De inspecteur heeft in zijn voorgenomen uitspraak op bezwaar van 22 mei 2021 de beslistermijn eenzijdig verdaagd tot 10 juli 2021. Dit is echter niet mogelijk. De beslistermijn was immers al verstreken en tevens al verdaagd in de brief van 24 december 2020 (zie 1.2).
Nu niet is gebleken dat de inspecteur inmiddels uitspraak op bezwaar heeft gedaan, is het beroep tegen het niet tijdig beslissen daarom kennelijk gegrond.
Verbeurde dwangsom
In dit geval kan de rechtbank desgevraagd ook de hoogte van de ingevolge afdeling 4.1.3. van de Awb verbeurde dwangsom vaststellen12. Aangezien een dergelijk verzoek ontbreekt, kent de rechtbank geen dwangsom op grond van afdeling 4.1.3 van de Awb toe.
Termijnstelling en nadere dwangsom
Omdat niet is gebleken dat de inspecteur inmiddels uitspraak op bezwaar heeft gedaan, zal de rechtbank op basis van artikel 8:55d van de Awb bepalen dat de inspecteur alsnog uitspraak op bezwaar moet doen. De rechtbank bepaalt dat de inspecteur binnen twee weken na de dag waarop de uitspraak wordt verzonden alsnog uitspraak op bezwaar doet en bekendmaakt.
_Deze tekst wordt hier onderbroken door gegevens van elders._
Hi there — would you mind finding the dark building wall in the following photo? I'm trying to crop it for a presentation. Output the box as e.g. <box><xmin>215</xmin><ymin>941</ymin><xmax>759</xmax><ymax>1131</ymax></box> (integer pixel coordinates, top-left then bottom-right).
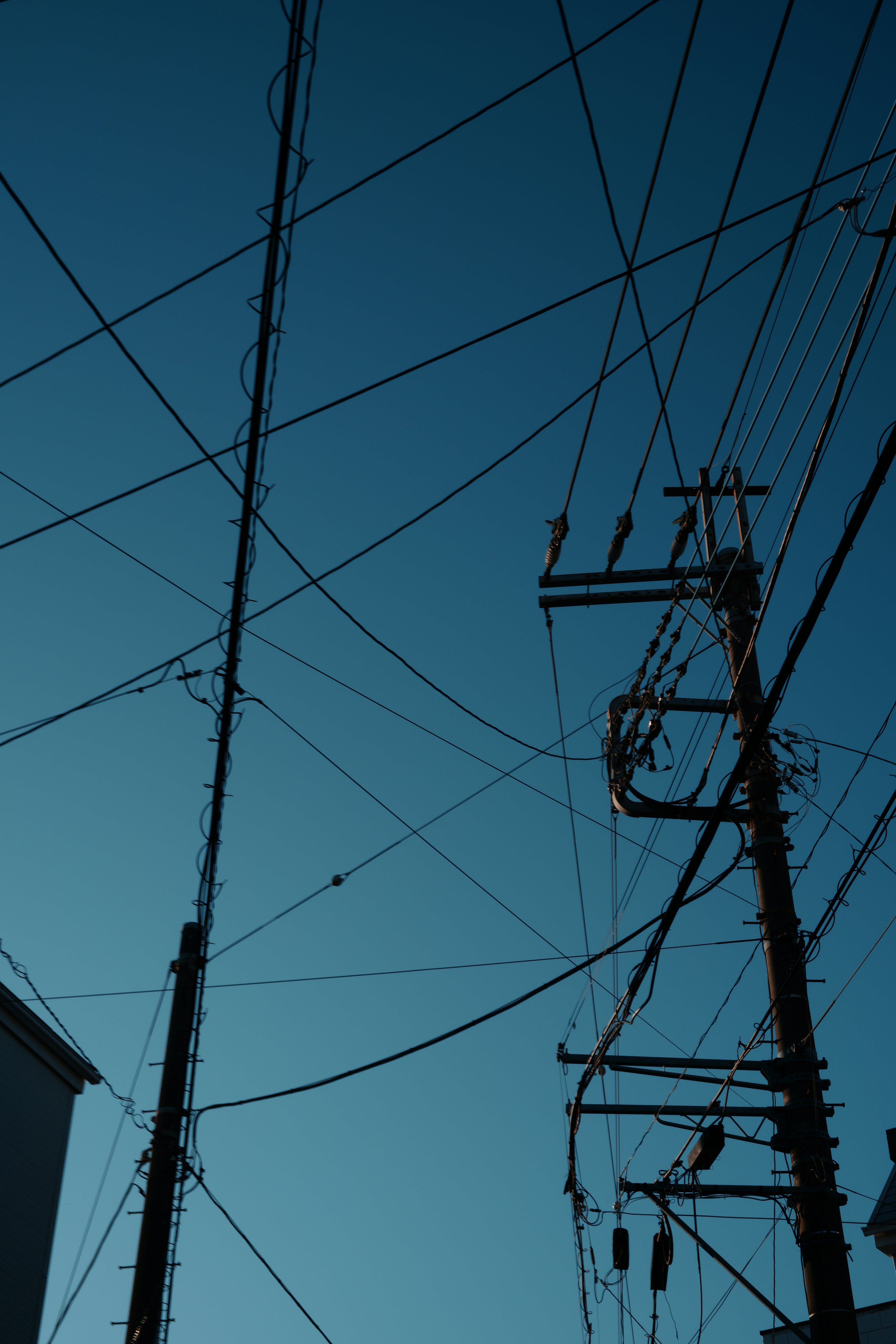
<box><xmin>0</xmin><ymin>1024</ymin><xmax>75</xmax><ymax>1344</ymax></box>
De rechtbank bepaalt met toepassing van artikel 8:55d, tweede lid, van de Awb in overeenstemming met het landelijk gepubliceerde beleid (gepubliceerd op rechtspraak.nl) dat de inspecteur een dwangsom van € 100 verschuldigd is voor elke dag waarmee de hiervoor bedoelde termijn wordt overschreden, met een maximum van € 15.000.
Proceskosten
De rechtbank veroordeelt de inspecteur in de door belanghebbende gemaakt proceskosten. De rechtbank stelt de te vergoeden kosten voor juridische bijstand vast op € 374. Dit bedrag is gebaseerd op toepassing van het tarief dat is vermeld in het Besluit proceskosten bestuursrecht (1 punt voor het indienen van het beroepschrift met een waarde per punt van € 748 en een wegingsfactor 0,5). De rechtbank is van oordeel dat de zaak van licht gewicht is, nu deze slechts gaat over de vraag of niet tijdig is beslist13. Verder krijgt belanghebbende het griffierecht vergoed.
Inhoudelijke beoordeling
Opmerking verdient nog dat nu niet gebleken is dat inmiddels uitspraak op bezwaar is gedaan, niet aan de orde is dat het beroep van rechtswege mede daarop betrekking heeft. De rechtbank kan daarom niet toekomen aan de inhoudelijke klachten in het beroepschrift tegen de bestreden navorderingsaanslag. Voor zover belanghebbende rechtstreeks beroep heeft willen instellen tegen die belastingaanslag, is het beroep niet-ontvankelijk, omdat eerst de bezwaarfase moet worden doorlopen en de inspecteur niet heeft ingestemd met rechtstreeks beroep.